By default, coupling units between carriers are controllable but their curtailment is free: only the downstream service loss is penalised. With include_coupling_points=True, coupling points (the CHP, CHPHG, G2H, and P2H control nodes as well as the P2G, G2P, P2H-HG, and G2H-HG branches) are penalised at demand_weight * rated input MW * (1 - regulation): each coupling point is treated as a load on its input carrier (power or gas), with gas input converted to MW via 3.6 * higher_heating_value_kwh_per_kg. Use this when curtailing a conversion unit should count as lost demand in its own right.

What counts as shed energy

The objective sums weighted unserved energy in MW-equivalent across all carriers. The conversion conventions are:

  • Electrical and heat loads/generators contribute setpoint * (1 - regulation) directly in MW.

  • Gas sinks and sources are mass flows in kg/s; their shed is converted to MW via 3.6 * higher_heating_value_kwh_per_kg of the enclosing gas grid (fallback: the lgas heating value of about 11.79 kWh/kg if the grid defines none).
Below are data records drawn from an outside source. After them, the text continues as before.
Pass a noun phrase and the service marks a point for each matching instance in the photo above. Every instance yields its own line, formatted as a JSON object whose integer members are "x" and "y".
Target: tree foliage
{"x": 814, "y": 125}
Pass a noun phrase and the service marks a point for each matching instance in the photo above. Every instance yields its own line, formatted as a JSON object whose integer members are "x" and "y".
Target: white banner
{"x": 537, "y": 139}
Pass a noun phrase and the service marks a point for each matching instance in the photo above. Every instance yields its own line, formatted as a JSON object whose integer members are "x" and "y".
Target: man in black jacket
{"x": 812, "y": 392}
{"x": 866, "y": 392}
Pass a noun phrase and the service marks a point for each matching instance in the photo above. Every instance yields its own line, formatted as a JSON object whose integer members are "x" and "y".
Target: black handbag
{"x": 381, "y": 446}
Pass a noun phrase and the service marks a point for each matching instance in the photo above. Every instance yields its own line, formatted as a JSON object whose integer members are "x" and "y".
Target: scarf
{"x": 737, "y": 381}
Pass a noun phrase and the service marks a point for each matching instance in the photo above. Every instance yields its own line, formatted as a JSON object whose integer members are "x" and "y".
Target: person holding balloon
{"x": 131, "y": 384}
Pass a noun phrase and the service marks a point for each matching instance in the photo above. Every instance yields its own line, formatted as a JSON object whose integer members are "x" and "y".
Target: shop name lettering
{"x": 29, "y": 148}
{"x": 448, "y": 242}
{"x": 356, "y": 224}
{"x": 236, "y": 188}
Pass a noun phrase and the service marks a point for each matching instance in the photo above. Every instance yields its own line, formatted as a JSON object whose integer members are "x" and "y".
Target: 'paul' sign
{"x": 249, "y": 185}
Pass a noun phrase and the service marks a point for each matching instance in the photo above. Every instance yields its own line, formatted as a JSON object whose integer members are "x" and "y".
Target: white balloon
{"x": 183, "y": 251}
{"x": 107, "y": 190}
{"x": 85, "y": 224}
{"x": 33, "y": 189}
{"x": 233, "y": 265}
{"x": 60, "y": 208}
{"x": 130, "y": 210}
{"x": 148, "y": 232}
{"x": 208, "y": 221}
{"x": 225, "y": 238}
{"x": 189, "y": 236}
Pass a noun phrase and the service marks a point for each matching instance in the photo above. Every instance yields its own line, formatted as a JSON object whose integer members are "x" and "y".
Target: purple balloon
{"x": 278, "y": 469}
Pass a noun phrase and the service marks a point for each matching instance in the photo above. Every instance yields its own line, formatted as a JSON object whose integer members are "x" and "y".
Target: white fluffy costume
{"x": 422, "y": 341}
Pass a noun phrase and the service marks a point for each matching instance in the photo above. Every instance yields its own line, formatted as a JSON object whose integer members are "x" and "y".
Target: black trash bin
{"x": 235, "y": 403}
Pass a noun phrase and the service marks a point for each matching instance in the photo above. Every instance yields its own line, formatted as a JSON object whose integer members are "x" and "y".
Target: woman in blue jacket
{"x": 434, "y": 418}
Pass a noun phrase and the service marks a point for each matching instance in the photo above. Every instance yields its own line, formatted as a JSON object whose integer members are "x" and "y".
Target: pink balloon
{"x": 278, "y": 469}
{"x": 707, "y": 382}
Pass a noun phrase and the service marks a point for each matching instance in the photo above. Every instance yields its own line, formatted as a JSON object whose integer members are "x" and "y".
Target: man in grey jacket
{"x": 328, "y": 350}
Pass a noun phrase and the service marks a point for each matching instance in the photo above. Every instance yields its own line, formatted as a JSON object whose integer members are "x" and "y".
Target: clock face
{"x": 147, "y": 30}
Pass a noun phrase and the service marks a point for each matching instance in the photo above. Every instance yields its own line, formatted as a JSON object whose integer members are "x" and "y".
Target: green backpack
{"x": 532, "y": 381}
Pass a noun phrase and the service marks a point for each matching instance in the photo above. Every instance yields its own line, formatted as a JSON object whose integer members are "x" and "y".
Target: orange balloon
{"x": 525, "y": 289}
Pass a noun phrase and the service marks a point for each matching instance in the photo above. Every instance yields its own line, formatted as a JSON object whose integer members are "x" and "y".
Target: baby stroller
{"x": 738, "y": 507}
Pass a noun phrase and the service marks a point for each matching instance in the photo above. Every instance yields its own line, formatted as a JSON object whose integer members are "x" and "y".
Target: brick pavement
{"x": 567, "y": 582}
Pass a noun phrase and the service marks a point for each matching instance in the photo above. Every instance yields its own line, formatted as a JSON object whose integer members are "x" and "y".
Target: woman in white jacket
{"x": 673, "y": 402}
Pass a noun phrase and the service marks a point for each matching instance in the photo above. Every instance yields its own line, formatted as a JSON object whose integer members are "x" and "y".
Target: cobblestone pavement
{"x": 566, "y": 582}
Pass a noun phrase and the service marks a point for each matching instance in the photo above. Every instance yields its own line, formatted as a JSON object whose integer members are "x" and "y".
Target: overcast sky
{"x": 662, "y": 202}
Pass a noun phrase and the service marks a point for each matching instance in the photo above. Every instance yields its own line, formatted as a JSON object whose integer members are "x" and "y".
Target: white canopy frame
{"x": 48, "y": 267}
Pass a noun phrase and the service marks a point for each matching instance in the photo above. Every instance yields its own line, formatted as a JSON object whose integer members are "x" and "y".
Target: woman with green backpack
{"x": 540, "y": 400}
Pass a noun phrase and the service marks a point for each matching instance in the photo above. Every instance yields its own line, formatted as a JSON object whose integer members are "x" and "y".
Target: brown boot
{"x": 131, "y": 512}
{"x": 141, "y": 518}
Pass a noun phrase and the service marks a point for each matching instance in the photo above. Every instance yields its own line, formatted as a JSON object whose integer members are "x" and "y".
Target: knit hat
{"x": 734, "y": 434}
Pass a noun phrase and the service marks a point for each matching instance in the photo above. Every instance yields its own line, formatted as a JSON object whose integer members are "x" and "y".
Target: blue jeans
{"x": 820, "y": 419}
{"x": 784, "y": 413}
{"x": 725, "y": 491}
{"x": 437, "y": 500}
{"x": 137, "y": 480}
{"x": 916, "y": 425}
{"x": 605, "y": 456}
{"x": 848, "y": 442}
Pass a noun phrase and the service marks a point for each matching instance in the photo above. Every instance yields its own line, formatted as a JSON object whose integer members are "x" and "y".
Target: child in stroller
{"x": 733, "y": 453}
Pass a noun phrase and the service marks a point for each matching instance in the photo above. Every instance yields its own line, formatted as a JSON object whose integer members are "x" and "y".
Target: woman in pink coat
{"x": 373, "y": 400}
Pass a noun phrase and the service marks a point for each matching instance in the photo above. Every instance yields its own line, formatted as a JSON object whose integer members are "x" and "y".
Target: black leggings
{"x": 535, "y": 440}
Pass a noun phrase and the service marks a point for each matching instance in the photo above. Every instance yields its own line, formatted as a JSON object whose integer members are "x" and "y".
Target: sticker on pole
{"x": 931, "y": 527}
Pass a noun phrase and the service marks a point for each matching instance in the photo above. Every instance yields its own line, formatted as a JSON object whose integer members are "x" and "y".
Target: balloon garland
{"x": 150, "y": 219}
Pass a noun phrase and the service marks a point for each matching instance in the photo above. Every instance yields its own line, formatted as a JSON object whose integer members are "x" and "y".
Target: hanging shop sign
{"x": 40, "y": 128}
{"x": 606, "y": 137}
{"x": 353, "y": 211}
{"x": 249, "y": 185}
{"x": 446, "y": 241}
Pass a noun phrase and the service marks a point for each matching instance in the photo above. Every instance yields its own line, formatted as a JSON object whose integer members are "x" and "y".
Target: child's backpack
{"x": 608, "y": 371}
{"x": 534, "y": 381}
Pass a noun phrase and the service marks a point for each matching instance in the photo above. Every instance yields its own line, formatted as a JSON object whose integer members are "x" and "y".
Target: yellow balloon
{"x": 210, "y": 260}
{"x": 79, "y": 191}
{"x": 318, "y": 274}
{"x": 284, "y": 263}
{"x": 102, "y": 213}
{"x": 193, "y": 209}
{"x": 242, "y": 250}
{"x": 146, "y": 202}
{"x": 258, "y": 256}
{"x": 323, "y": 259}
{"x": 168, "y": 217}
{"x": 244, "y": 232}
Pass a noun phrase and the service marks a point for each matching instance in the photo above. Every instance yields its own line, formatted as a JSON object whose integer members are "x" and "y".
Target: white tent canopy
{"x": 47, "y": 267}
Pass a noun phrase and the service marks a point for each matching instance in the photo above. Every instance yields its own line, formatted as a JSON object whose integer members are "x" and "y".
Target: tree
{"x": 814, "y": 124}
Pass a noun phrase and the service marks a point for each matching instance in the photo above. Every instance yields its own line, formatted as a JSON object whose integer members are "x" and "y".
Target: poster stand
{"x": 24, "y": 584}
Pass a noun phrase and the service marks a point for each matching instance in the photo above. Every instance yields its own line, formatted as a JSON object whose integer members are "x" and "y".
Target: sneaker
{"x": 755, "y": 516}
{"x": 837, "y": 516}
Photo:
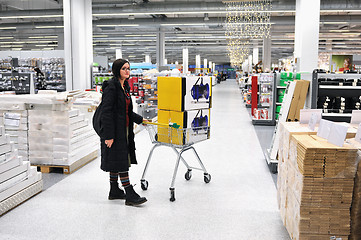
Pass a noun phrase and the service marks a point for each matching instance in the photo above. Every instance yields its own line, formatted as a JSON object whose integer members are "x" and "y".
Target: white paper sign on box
{"x": 358, "y": 134}
{"x": 324, "y": 128}
{"x": 305, "y": 115}
{"x": 356, "y": 116}
{"x": 337, "y": 134}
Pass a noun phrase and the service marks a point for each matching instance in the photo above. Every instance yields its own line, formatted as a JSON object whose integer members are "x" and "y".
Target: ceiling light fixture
{"x": 119, "y": 25}
{"x": 38, "y": 16}
{"x": 206, "y": 17}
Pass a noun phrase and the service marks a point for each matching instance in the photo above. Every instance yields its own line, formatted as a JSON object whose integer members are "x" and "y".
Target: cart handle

  • Water-grid sinks and sources are deliberately excluded: mass flow in a heating loop is a transport quantity, not demand, and applying a heating value to it would produce a phantom MW-scale penalty.

  • Heat exchangers are penalised by the under-delivery gap |q_mw_set - q_mw_delivered|, which captures both regulation cuts and physical shortfall from a narrow temperature spread that a pure (1 - regulation) proxy would miss.


Interpreting the result

After solving, the regulation attribute of each controllable component shows how much of its nominal setpoint was served. A value of 1.0 means fully served; 0.0 means completely shed.

for child in result.network.childs:
    reg = getattr(child.model, "regulation", None)
    if reg is not None:
        print(f"{child.name or child.id}: regulation = {reg:.2f}")

Note

A regulation value between 0 and 1 indicates partial load curtailment. Inspect the dataframes dict for per-component voltage, pressure, and temperature to understand why curtailment was needed.


Measuring curtailment

To quantify how much demand was actually curtailed, use GeneralResiliencePerformanceMetric on the solved network: it returns curtailed MW per carrier as a (power, heat, gas) tuple:

from monee.problem import GeneralResiliencePerformanceMetric

power_mw, heat_mw, gas_mw = GeneralResiliencePerformanceMetric().calc(
    result.network,
    include_ext_grid=True,
    include_coupling_points=False,
)

or, equivalently, via the convenience wrapper calc_general_resilience_performance():

from monee.problem import calc_general_resilience_performance

power_mw, heat_mw, gas_mw = calc_general_resilience_performance(result.network)

Ignored or inactive loads (e.g. excluded by exclude_unconnected_nodes) count at their full rating; regulated loads count at upper - value * regulation. Gas curtailment is converted to MW with the same 3.6 * higher_heating_value_kwh_per_kg convention as the objective. Pass include_coupling_points=True to also account coupling-point curtailment on the input carrier, mirroring the corresponding problem option.